Poor Winterbourne was fairly bewildered; no young lady had as yet done
him the honor to be so agitated by the announcement of his movements.
His companion, after this, ceased to pay any attention to the
curiosities of Chillon or the beauties of the lake; she opened fire
upon the mysterious charmer in Geneva whom she appeared to have
instantly taken it for granted that he was hurrying back to see.
How did Miss Daisy Miller know that there was a charmer in Geneva?
Winterbourne, who denied the existence of such a person,
was quite unable to discover, and he was divided between amazement
at the rapidity of her induction and amusement at the frankness
of her persiflage. She seemed to him, in all this,
an extraordinary mixture of innocence and crudity. "Does she never
allow you more than three days at a time?" asked Daisy ironically.

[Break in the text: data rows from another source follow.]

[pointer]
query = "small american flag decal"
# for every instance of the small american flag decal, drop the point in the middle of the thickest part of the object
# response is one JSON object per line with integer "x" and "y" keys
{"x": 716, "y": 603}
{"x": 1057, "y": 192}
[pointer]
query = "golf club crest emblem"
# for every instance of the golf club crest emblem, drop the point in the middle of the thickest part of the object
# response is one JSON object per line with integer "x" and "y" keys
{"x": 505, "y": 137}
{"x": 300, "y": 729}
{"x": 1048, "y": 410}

"Doesn't she give you a vacation in summer? There's no one so hard
worked but they can get leave to go off somewhere at this season.
I suppose, if you stay another day, she'll come after you in the boat.
Do wait over till Friday, and I will go down to the landing to see
her arrive!" Winterbourne began to think he had been wrong to feel
disappointed in the temper in which the young lady had embarked.
If he had missed the personal accent, the personal accent was
now making its appearance. It sounded very distinctly, at last,
in her telling him she would stop "teasing" him if he would promise
her solemnly to come down to Rome in the winter.